Ni en un trillón de años podría expresar lo que hoy siento. Sentada en esta mecedora junto a la ventana del hogar donde logré encontrarme, cara a cara con la vida y los recuerdos y el rostro de la única mujer a la que debo lealtad.
Ni en un trillón de años.
Este abrir los brazos y las ventanas y los ojos y respirar el estío que resurge entre las nubes, el rayo de sol que ha venido a dorarme el pelo y recordar, porque es inevitable, aquella tarde en la playa, después de haberlo matado, libres ya del laberinto y el minotauro, y de mi padre y los vientos furiosos de Creta. Aquella tarde de sal y de arena, los ojos de Teseo se me habían clavado en la piel y, a pesar de la libertad que me florecía en el pecho, las cadenas de las que nunca me había separado apretaban con fuerza y se burlaban de aquella esperanza, que había tenido alguna vez, de poder librarme de ese cuerpo y esos padres y ese destino maldito de ser la mujer, la mujer de Teseo, la mujer de.

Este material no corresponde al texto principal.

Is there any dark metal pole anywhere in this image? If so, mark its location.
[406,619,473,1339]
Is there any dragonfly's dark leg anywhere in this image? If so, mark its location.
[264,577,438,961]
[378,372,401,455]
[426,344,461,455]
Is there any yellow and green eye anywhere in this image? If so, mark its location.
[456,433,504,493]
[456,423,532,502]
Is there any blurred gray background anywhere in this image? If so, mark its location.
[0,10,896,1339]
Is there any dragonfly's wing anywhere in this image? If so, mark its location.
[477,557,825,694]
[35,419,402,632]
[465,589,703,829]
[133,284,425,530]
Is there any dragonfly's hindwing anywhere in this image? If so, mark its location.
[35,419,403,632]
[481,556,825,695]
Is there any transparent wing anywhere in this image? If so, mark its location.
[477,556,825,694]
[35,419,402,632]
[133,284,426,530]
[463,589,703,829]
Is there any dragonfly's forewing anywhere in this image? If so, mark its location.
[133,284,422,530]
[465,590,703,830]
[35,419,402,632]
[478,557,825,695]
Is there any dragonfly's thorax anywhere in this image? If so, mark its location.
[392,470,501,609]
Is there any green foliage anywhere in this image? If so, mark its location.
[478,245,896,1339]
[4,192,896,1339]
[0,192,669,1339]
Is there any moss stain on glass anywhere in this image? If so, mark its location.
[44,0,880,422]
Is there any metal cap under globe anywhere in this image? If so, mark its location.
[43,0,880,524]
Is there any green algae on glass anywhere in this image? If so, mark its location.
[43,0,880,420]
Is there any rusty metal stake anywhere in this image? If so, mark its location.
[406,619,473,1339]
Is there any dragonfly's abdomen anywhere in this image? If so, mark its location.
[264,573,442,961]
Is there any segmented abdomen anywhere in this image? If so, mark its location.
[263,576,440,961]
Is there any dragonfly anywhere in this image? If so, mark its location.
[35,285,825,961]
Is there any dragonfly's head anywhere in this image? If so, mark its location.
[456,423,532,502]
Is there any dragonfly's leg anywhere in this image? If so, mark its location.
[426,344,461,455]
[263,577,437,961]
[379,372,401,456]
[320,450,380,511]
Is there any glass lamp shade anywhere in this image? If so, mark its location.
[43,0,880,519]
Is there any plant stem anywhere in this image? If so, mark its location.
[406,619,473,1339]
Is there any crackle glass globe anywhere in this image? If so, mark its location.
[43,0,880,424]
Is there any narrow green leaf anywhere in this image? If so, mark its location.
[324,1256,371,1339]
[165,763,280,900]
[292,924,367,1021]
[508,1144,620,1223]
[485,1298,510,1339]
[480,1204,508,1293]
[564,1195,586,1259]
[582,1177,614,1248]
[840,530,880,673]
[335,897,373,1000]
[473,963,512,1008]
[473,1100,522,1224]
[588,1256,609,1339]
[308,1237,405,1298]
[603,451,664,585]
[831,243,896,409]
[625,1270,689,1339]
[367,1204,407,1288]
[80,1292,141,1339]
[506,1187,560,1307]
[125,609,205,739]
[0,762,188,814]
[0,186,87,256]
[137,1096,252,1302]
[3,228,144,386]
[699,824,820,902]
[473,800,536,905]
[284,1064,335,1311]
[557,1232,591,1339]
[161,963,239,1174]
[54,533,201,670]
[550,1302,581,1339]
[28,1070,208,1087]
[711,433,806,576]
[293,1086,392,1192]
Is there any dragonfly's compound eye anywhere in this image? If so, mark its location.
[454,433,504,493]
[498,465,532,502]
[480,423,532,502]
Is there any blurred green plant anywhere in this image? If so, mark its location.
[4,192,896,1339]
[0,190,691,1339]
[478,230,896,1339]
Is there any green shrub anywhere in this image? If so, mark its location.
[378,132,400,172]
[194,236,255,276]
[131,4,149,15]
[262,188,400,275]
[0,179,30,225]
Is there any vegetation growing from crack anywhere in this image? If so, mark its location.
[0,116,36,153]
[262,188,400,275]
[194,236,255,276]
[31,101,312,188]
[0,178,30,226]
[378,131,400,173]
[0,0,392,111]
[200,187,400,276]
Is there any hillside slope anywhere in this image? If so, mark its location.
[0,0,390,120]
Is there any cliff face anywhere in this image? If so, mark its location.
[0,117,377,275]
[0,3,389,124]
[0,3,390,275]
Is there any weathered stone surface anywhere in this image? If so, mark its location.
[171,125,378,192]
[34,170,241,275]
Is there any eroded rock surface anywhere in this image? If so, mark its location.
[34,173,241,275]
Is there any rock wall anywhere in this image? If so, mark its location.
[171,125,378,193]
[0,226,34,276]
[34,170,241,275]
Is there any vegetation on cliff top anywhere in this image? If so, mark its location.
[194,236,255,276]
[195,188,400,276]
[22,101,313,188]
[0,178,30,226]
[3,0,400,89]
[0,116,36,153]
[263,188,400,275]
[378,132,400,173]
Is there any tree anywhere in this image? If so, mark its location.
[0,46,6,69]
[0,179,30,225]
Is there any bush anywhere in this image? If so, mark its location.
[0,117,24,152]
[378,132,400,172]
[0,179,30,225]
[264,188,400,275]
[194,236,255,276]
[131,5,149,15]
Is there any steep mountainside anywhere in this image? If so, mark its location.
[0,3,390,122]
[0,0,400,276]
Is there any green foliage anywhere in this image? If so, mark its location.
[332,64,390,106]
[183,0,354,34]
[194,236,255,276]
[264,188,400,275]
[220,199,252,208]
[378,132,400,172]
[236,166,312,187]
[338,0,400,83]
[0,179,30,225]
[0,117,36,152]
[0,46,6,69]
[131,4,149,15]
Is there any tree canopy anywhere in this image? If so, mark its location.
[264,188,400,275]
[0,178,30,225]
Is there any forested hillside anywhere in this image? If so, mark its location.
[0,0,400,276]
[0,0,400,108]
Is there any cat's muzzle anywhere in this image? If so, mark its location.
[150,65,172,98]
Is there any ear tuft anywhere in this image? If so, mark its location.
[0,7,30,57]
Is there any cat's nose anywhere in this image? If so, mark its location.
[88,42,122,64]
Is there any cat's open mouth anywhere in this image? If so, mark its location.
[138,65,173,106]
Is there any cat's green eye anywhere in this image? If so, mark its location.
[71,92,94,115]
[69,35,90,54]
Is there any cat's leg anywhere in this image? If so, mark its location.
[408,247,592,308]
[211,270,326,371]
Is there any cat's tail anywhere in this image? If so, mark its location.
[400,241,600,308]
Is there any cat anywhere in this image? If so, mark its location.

Y Teseo, tan joven y tan valiente y tan incapaz de hacerme feliz, removía su tristeza en la orilla y me preguntaba cómo, qué necesitaba, qué más podía hacer. Si estaba dispuesto a todo, a darse a mí, casarse conmigo, darme Atenas y cualquier deseo que se me pudiera antojar.
Cualquier deseo menos uno, se me ocurrió decirle, cualquiera menos la ansiada soledad. Un sendero propio por donde encontrarme conmigo, decidir quién soy, atreverme a saltar.
Gracias a los dioses por aquel hombre que supo escucharme; que no me amaba o si lo hizo, supo dejarme escapar.
Gracias por el camino, juntos, de vuelta a Creta y a los pies de Pasífae y lo siento, mamá, conseguí librarnos de la manía que nos había envuelto, fui obediente, serví a Teseo pero ahora… Ahora no quiero casarme. Deseo, ¡lo deseo y lo exijo, si es que pretendes evitar que alguna vez llegue a oídos de Minos que me obligaste a colaborar!, caducidad para este cuerpo que detesto, pues su belleza deslumbra y eclipsa a mi verdadero ser; deseo la oportunidad de desaparecer, retirarme de este lugar que aborrezco y hacerme vieja y sabia y dueña de mi sino. Puedes contar lo que te plazca. Contar, por ejemplo, que me abandonó en la playa; que me quedé dormida y lo perdí. Que me casé con un dios, ¡el que prefieras!, y me retiré al Olimpo. A cambio solo pido un refugio y una vida tranquila donde aprender y tomar decisiones sin necesidad de explicarlas.
De manera que hoy, tantos años después; tantos, por otra parte, renegando de la importancia de la apariencia física y evitando mi reflejo hasta haber dado con él; hoy, que puedo oler de cerca el perfume del deceso y contemplo la vida desde la altura que proporciona el fin; he decidido, sentada en mi butaca, mirarme a los ojos antes de morir.
Y he de decir que no me reconozco. Que esa mujer de cabellos blancos y piel de pasa que me sonríe con seriedad desde el espejo no es la Ariadna que recordaba; que veo en sus arrugas la felicidad que ha cultivado, y en sus ojos la sabiduría con que decidió vestirse alguna vez. Que esa mujer se quiere y se respeta como nunca, jamás, yo me amé.